As for the actual question... The big question is, how and when do you want to control clearing the cache to force reloading if you decided that the caching should be at session level, not app level due to authorization influences on the template tree? In general, I'd say that should be the Concern of an actual class rather than bound into your DI wiring or hardwired into whether a class is a static class or is a Singleton (as in the design pattern, not the ninject Scope).

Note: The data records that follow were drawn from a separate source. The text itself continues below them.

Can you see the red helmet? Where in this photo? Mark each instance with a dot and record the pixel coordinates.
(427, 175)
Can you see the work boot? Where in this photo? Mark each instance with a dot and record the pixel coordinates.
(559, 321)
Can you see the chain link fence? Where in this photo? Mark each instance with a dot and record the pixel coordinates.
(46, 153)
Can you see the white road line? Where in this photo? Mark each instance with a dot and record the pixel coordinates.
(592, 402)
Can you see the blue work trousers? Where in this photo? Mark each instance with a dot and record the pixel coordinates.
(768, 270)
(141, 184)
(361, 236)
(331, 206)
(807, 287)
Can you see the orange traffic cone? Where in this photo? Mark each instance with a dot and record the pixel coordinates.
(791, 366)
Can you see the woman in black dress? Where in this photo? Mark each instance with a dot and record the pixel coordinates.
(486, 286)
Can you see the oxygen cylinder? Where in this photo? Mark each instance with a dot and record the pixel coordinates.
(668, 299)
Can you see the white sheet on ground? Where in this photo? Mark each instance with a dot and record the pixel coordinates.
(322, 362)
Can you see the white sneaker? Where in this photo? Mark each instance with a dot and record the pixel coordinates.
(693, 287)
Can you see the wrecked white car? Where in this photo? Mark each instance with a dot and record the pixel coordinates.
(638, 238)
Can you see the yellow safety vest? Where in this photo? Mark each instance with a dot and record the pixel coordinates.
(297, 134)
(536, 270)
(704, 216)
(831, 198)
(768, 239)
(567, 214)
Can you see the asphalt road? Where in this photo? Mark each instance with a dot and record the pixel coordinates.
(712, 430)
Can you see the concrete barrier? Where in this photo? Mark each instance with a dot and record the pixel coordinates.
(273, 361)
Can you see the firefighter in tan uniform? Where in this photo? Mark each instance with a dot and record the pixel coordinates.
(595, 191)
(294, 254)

My tendency would be to have a TemplateManager class with no static methods, and make that a singleton class in the container. However, to get the root template, consumers should get the TemplateManager injected (via ctor injection) but then say _templateManager.GetRootTemplate() to get the template.
That way, you can:
not have a reliance on fancy ninject providers and/or tie yourself to your container
have no singleton cruft or static methods
have simple caching logic in the TemplateManager
vary the Scoping of the manager without changing all the client code
have it clear that getting the template may or may not be a simple get operation
i.e, I'd manage it like so:
class TemplateManager
{
readonly IRepository<Template> _templateRepository;
public TemplateManager(IRepository<Template> templateRepository)
{
_templateRepository = templateRepository;
}
ITemplate _cachedRootTemplate;
ITemplate FetchRootTemplate()
{
if(_cachedRootTemplate==null)
_cachedRootTemplate = LoadRootTemplate();
return _cachedRootTemplate;
}
ITemplate LoadRoot()
{
return _templateRepository.Retrieve(1); // obviously better logic here.
}
}
register it like so:
class TemplateModule : Module
{
public void Load()
{
Bind<TemplateManager>().ToSelf().InSingletonScope();
}
}
and then consume it like so:
class TemplateConsumer
{
readonly TemplateManager _templateManager;
public TemplateConsumer(TemplateManager templateManager)
{
_templateManager = templateManager;
}
void DoStuff()
{
var rootTempalte = _templateManager.FetchRootTemplate();
Wild speculation: I'd also consider not having a separate IRepository being resolvable in the container (and
presumably having all sorts of ties into units of work). Instead, I'd have the TemplateRepository be a longer-lived thing not coupled to an ORM layer and Unit Of Work. IOW having a repository and a Manager none of which do anything well defined on their own isnt a good sign - the repository should not just be a Table Data Gateway - it should be able to be the place that an Aggregate Root such as Templates gets cached and collated together. But I'd have to know lots more about your code base before slinging out stuff like that without context!